Mirian didn’t know what a breakthrough entailed, but it sounded bad.
Another earthquake shook Bainrose. Plaster dust scattered into the air, and more books fell off their shelves. More gunfire echoed through the catacombs.
“Can you collapse the catacombs?”
“We don’t have the spell power. It’s too stable. There’s too much solid rock to move.”
The idea had been to hold Bainrose as the center of the defense, but the castle was the primary objective of the Akanans. What if we retreated, and let them have the castle? No one knows how the Divine Monument down there works, anyways. They can’t do much with it in four days.
Mirian moved back to the central hall. It still looked strange with all the shelves out of place. She found Lily crouched down in a corner. “Hey,” she said. “You doing okay?”

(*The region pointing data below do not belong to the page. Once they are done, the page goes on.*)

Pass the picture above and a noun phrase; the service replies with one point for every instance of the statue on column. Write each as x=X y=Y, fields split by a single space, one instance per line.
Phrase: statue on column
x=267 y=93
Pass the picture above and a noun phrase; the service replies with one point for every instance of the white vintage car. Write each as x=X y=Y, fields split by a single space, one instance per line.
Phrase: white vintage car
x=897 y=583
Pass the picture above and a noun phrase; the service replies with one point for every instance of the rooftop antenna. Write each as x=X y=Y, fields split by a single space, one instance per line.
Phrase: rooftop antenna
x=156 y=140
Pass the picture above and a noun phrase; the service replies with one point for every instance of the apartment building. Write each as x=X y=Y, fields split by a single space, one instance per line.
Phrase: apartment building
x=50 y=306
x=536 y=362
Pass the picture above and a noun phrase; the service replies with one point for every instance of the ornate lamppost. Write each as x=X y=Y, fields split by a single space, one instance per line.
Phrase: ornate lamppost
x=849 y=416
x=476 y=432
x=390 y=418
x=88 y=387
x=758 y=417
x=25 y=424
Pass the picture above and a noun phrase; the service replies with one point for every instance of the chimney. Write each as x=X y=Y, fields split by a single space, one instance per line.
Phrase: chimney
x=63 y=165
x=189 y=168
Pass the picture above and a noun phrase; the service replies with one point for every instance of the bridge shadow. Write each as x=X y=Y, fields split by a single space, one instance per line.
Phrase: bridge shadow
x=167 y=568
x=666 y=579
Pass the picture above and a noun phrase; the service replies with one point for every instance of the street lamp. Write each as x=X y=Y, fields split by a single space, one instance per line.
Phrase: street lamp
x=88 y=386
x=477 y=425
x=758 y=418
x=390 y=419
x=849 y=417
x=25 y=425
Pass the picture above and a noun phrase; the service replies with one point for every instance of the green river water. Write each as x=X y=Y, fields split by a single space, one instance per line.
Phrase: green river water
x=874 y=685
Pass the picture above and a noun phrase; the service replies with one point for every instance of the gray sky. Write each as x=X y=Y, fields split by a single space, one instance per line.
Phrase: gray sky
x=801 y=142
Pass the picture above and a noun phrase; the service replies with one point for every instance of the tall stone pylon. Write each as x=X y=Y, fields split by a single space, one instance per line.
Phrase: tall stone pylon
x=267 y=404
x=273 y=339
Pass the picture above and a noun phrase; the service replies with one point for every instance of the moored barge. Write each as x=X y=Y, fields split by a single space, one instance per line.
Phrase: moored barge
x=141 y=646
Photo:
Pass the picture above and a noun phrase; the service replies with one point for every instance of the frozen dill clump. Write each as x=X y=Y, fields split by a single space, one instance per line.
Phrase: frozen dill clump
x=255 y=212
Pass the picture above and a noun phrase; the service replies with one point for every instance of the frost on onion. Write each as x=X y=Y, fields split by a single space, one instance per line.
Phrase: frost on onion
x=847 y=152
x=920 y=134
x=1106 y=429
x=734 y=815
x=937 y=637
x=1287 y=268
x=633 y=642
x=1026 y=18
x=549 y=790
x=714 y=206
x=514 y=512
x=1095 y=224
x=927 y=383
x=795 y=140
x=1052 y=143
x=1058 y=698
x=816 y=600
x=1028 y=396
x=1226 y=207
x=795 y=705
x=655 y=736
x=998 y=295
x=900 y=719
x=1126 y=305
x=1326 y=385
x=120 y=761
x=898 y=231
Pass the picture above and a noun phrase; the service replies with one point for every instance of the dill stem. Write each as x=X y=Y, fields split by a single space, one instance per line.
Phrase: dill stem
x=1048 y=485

Lily shook her head. “I know there will be another me that wakes up after this, but… but this is me. And I don’t… I don’t want to die.”
Mirian hugged her, but that was all she could do. There were no words that could comfort her, and even the sweetest lie felt too bitter to tell.
Respected Jei found her next, spotting her from across the room. “You have taken note of the new positions? And how long it took them to shift ammunition?”
“Yeah, yeah. It’s just… it’s a lot to remember. Gods I wish there were memory spells, or I could take just one notebook back with me.” She kept her arm around Lily.